By Chuck Nyren of Advertising to Baby Boomers. This story was written before the November election.

He was 90 years old, the patriarch of a large family of many generations. Recently, he’d become a great-great-grandfather.

He fought in WWII, was instrumental in developing commercial ground-to-air radio communications through the years, built a house from the ground up and sharpened my lawnmower blades.

In death, he was home and surrounded by family.

Two weeks before he passed, he visited his doctor accompanied by his wife, a daughter and yours truly. I didn’t go into the doctor’s office but when they were finished, I drove him home. His wife and daughter were in another car heading to the pharmacy.

“So what did the doctor say?” I said.

“I’m going to live until I die, or sooner.”

We chatted about a few other things and I helped him into his house. It was a slow walk with a walker.

Later on I found out what the doctor had actually said. “It would be a lot easier for you and everybody else if you had dementia or Alzheimer’s but your mind is sharp. If I try to fix your heart, you’ll probably have kidney failure. If I try to fix your kidneys, you’ll probably have a heart attack. I am putting you in touch with hospice.”

While reading the above, you might think that the doctor was a bit blunt. But he wasn’t. He was truthful. He’d been my friend’s doctor for many years.

I won’t pretend to know what was going through my friend’s mind during his last few weeks but it appeared to me that he was striving to keep chin up, for himself and everybody else.

He gently joked around when having enough energy to do so – knowing his family was worried, heartbroken and going through as much hell as he was. One day he was in his living room chair and wanted his feet on the ottoman. He needed help. A granddaughter rushed over and kneeled down. “Tell me if I hurt you, Grandpa,” she said.

He immediately began screaming, “Ouch! Ouch!” even before she touched him.

A few days later, he was in a rented hospital bed, for good. Hospice folks popped in now and then. He was cared for by his wife mostly, with help from his daughters.

We knew it was ending when his mind began to drift. There were hallucinations and nonsensical talk – not something anybody was used to from him.

What made it more confusing for everybody was that he would slip in and out of these hallucinations and would just as often be surprisingly lucid. Often it was hard to tell which was which from one moment to the next.

I’d love to play loose with the facts and say “his last words were” – but actually the following episode happened the day before he died.

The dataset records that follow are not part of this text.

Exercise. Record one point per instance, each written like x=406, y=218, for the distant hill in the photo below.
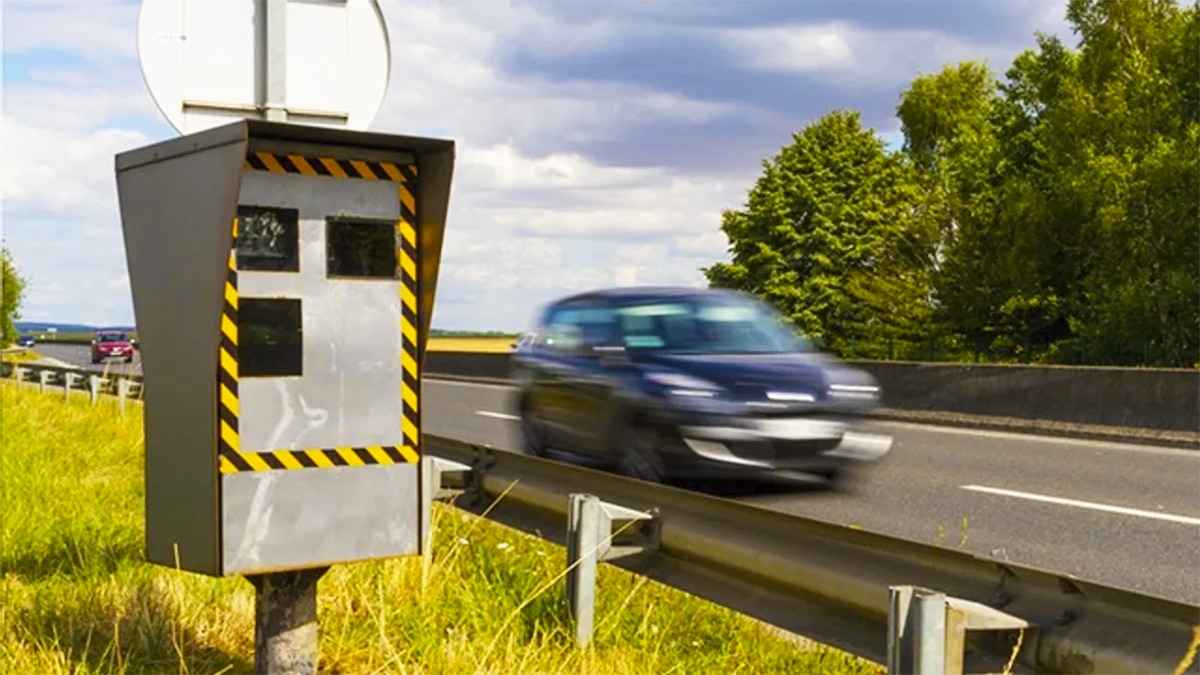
x=42, y=327
x=76, y=328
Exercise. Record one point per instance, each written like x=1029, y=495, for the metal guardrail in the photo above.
x=125, y=387
x=918, y=608
x=915, y=607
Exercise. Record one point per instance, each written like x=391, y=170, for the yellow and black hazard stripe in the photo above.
x=409, y=292
x=323, y=458
x=231, y=458
x=228, y=407
x=315, y=165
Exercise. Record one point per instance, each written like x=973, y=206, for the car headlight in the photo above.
x=679, y=384
x=859, y=392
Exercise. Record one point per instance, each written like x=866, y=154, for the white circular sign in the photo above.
x=208, y=63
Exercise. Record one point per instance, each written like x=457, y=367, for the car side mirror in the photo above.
x=607, y=353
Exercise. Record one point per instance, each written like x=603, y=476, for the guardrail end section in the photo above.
x=927, y=631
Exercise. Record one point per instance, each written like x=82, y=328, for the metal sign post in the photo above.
x=283, y=279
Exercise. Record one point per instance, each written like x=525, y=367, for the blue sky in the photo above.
x=598, y=141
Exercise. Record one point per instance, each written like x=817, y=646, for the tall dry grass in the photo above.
x=77, y=598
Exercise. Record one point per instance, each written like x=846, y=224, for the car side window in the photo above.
x=580, y=326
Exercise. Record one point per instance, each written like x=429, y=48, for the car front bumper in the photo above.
x=750, y=446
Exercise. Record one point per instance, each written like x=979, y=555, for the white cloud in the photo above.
x=798, y=48
x=852, y=57
x=528, y=220
x=69, y=173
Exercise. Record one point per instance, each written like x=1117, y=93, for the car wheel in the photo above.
x=636, y=444
x=838, y=479
x=532, y=440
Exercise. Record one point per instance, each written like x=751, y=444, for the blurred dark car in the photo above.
x=522, y=342
x=112, y=344
x=690, y=383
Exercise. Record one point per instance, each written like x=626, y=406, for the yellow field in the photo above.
x=493, y=345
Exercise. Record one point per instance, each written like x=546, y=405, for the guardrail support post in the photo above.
x=123, y=390
x=927, y=631
x=589, y=536
x=433, y=472
x=286, y=631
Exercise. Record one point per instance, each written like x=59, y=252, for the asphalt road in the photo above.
x=1119, y=514
x=79, y=356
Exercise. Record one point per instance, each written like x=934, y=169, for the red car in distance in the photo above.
x=112, y=344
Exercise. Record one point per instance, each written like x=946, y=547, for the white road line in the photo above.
x=1073, y=443
x=497, y=414
x=1062, y=501
x=432, y=378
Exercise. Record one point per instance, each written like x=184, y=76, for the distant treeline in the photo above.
x=1051, y=215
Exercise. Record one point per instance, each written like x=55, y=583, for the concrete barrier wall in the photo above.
x=1116, y=396
x=1167, y=400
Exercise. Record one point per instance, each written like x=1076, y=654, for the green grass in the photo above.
x=78, y=599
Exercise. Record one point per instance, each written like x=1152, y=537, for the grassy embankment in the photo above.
x=77, y=598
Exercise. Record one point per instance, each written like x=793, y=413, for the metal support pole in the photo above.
x=916, y=631
x=275, y=63
x=592, y=537
x=435, y=472
x=123, y=390
x=286, y=632
x=582, y=535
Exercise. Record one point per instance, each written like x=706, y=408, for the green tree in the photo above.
x=948, y=123
x=10, y=297
x=817, y=216
x=1138, y=174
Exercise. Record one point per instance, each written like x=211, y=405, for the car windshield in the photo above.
x=707, y=326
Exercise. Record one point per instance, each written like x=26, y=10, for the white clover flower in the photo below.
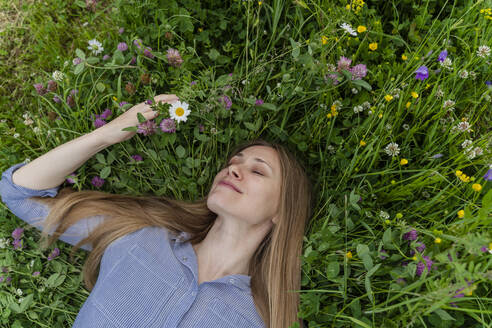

He wanted to get out of bed. Of course, he couldn’t. “I want to get out of bed! Help me get out of bed!” Exasperated, he quietly said, “If you don’t help me, I’ll vote Republican.”

Goodbye, my friend.


[INVITATION: All elders, 50 and older, are welcome to submit stories for this blog. They can be fiction, non-fiction, poetry, memoir, etc. Please read instructions for submitting.]

Posted by Ronni Bennett at 05:30 AM | Permalink | Email this post

Comments

I'm speechless....lol

Interesting story.

Well told, Chuck.

I love how your friend, sick as he was, kept his sense of humor until the end.

Great story. Dignity, humor and love.

I think your story of your friend's last days should be the beginning of a book. The title of the book could be "Last Days".
Hospice was such a help to our family when my father died. My sister made her own arrangements with Hospice and where she wanted to die. Her 4 children understood how she not only cared for herself, but at the same time were caring for them during her last days. Humor was also part of those days, lightening the burden for everyone that visited her.

Thank you for sharing such a great story.

Wonderful spirit! May we all be fortunate enough to be touched by such a one.

Thanks for sharing. :)

We should all have such an ending.

Thanks everyone for the comments. He was a fascinating, admirable fellow.

Bless your heart for telling us about your friend, Chuck. He was a warm and fine man.
Hugs from Asia, ~ Sil in Corea

I have been told that old age simply magnifies our personalities. Your friend must have been a fine gentleman for his grace in dying was just a magnification of who he was all of his life. What a wonderful husband, father, and friend.